I used to be a talented sleeper. I recall a time when sleep was sacred. I miss those times, yet i can barely remember how beautiful it is to rest your head, and forget. But I've found a new way to wipe things off lately. Tunes. Beats. Sounds that accelerate my being. Once I set on a trance expedition, I'm a determined, and faithful part of it. The gift of music. I'm a big fan of talent. Name it, if you've got it, I bow to it. I stand with pressed lips to the music gods. I'm not saying its easy to please the eye, but lets not underestimate the ear. It's hard to exhilarate.
Who would watch a movie on mute? Whoever limited the use of the word orgasm to the art of love making has never had his true senses aroused. Music commands our lives, we are oblivious to it. I've seen people swallow, sniff, and blow for music. Music stoners. Beat crack-heads.
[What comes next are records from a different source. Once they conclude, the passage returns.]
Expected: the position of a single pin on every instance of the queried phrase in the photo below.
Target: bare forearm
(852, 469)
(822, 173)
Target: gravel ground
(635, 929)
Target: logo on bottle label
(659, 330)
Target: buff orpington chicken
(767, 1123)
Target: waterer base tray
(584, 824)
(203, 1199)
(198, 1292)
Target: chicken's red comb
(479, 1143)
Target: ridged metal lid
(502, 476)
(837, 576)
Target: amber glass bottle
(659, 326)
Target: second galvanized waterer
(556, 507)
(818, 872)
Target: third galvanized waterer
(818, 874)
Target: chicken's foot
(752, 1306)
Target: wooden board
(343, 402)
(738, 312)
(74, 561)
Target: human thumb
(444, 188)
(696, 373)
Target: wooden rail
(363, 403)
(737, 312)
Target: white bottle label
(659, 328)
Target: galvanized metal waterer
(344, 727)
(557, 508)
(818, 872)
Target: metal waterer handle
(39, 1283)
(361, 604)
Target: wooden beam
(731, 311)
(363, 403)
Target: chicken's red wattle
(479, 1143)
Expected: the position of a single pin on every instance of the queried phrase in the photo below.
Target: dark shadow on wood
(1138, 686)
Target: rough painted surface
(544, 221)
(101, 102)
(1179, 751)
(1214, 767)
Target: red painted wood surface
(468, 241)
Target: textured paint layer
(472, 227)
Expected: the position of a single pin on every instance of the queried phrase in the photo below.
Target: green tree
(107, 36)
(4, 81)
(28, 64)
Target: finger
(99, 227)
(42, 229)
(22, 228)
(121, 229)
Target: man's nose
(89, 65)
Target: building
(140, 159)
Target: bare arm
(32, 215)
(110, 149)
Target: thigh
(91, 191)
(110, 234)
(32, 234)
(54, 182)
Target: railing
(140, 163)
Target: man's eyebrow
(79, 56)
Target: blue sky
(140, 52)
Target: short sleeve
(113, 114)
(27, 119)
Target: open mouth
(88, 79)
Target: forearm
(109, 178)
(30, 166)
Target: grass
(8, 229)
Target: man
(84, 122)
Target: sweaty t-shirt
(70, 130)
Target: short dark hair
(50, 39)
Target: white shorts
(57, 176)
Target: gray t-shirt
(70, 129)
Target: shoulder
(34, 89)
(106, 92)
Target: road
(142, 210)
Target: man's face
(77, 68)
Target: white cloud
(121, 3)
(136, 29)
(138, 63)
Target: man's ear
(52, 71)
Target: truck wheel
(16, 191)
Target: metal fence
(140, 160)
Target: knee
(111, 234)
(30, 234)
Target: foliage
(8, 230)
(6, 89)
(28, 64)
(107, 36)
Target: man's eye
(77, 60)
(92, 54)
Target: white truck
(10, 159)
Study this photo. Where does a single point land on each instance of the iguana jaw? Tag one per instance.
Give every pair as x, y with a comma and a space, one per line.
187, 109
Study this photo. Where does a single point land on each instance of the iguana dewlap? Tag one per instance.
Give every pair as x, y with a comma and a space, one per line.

True music lovers. I've seen fellows who rave soberly. The music IS our drug they say. It's the spine of our vitality. If there is one thing that we've carried with us from one civilization to the next, its music. From sticks and stones, to turn tables and Bose speakers. Music. It loves me like no other lover. Takes me places, echo forever in my being, shows me faces..so powerful..consumed by its halo projection..i can be whatever i want.. you become the best i've ever known.. I'm fooled into believing in fairytales.. I could fall in love again.. anything is possible.. because my eyes are shut. Forget about sight. Play with the chords of my soul. Music. Give me everything you take, fill me up and swim in me...light me up.. we will be beautiful..I will be sleepless.,and when im gone, honor me with music so good, its unhealthy, nothing but music.. my deadly infatuation.

Monday, May 10, 2010

changeling

I was the biggest proponent of the idea that people don't change. I was a kid. Sorry. I didnt know better. I was inspired by a friend last night.. listening to her talking, I relived a younger version of me in her. I saw her pain for a bit.. but it was out shined by her strength.. even though I'm in no position to feel so ..but I was proud. Growing up is inevitable, unintentional, it happens to all of us indiscriminantly. Change is about will power. We can't all do it...its only those one of us who are bright enough to see the road bending, but continue to walk straight.. only those who want to retaliate..to make a statement.. to prove them all wrong..but to make some of them proud..I sincerely apologize to the mind numbing,soul crushing, brainwashing society..because i retired.. and i will no longer entertain you.

Wednesday, May 5, 2010

Where? what did you say?


Technology is way ahead of us. I swear the faster we learn how to fly things over continents whether its messages,emoticons, or ourselves, the harder it is for our minds to wrap itself around it. We think we understand but we don't. Oh my god we are so confused. Switching weather. Changing faces. Switching language, ideology, or simply the air..the whole process is just under-rated. I'm tangled and intertwined between two very different lives. Trying to figure out which one is the truth and which one is the trick. There has to be a trick. I feel like my life has expanded over the Atlantic, but I'm actually back here now. And it doesn't make sense. So which one is the trick? and the thing is .. even the life we were used to has changed. Some have grown up, some apart. Some of us have gone crazy and some have become best friends with things they're trying everyday. Some of us never want to come back. They cant come back. Because the atmosphere is unusual..unfamiliar, not the same. Mixed with new bodies, and new souls...some are just bodies without souls..the atmosphere..doesnt feel right..and you wonder why they never want to come back. Its harder for those who left.. who put the past behind them and walked away.. you cant expect me to understand because i don't know when it exactly happened..when did it go away, when did the tables spin.. and how did i miss it.. just please remind me...where the hell am i now?